The current political crisis in General Charles de Gaulle's "dear old country" has had a first unpleasant consequence: that of resurrecting words that had fortunately disappeared from the national vocabulary, such as "proportional," "coalition," "parliamentarism" and even the most incomprehensible of all: "social democracy." Of course, this would have come as less of a surprise if the French had been a bit more historians and even more geographers. They would have discovered that all the bordering countries – and, beyond them, all the liberal democracies of Western Europe – had opted for the same political system – parliamentary and coalitionist – the opposite of our own. In other words, they would have discovered that they were, in the etymological sense, "a-normal," a fact that would have flattered these well-born people.
That's why the spectacle of a president deciding to dissolve the Assemblée Nationale without any real "consultation" – another incomprehensible word – was so disturbing to our neighbors, when any of our scholars familiar with the 19th century knew for a fact that this country had successively invented, to its greatest glory, modern authoritarian democracy (in 1799, under the reign of Napoléon Bonaparte); the election of the president of the republic by universal suffrage (in 1848, under his nephew, Louis-Napoléon Bonaparte); and, last but not least, in 1851, the illegal dissolution of the Assemblée Nationale by the president in question, in the name of the suffrage in question. Admittedly, his political imagination is much admired.
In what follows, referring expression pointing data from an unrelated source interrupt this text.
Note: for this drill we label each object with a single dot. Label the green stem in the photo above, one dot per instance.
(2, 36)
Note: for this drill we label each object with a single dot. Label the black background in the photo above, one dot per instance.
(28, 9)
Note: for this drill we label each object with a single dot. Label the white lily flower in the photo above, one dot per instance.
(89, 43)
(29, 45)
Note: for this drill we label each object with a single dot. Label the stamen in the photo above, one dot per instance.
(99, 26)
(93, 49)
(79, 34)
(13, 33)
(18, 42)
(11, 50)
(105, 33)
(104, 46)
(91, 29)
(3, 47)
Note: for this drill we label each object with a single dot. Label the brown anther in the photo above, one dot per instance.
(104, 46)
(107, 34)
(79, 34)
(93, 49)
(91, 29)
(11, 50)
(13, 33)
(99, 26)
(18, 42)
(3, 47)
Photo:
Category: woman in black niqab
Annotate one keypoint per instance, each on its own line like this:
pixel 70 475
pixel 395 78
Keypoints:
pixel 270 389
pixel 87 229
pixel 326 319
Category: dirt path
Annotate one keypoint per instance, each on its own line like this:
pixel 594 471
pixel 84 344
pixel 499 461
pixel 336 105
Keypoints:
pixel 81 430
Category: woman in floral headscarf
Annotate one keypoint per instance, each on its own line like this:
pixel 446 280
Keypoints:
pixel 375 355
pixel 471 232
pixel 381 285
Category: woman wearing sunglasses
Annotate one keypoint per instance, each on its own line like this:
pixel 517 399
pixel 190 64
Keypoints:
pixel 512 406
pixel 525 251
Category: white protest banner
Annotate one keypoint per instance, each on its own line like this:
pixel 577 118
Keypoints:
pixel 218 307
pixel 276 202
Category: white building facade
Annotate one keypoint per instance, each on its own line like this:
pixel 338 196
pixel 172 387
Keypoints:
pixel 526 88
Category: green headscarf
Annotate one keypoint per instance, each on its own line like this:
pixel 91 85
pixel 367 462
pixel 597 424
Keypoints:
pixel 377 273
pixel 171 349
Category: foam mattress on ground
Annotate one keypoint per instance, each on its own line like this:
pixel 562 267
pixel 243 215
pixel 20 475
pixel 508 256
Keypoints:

But isn't it true that, these days, certain enlightened people seem to think that the solution would be to make us more like our neighbors? And a series of chilling reforms are on the horizon: the extension of proportional representation to legislative and local elections; the reversal of the legislative and presidential calendar; and the rebalancing of the respective powers of the president, the prime minister and Parliament.
Sly reasoning
Fortunately, they have forgotten one last trick – I'm afraid to mention it, for fear of giving some people the wrong idea – which is to correct the voting system for the second round of the presidential election. Not only the two candidates who came out on top but all those who received a minimum proportion of votes in the first round, to be defined, would be eligible.
One understands the devious reasoning behind these little maneuvers: to insidiously lead an electorate hitherto brilliantly divided by the institutions that have governed it since 1958 to accept, albeit with a heavy heart, that abomination: compromise, the noble form of a compromising behavior.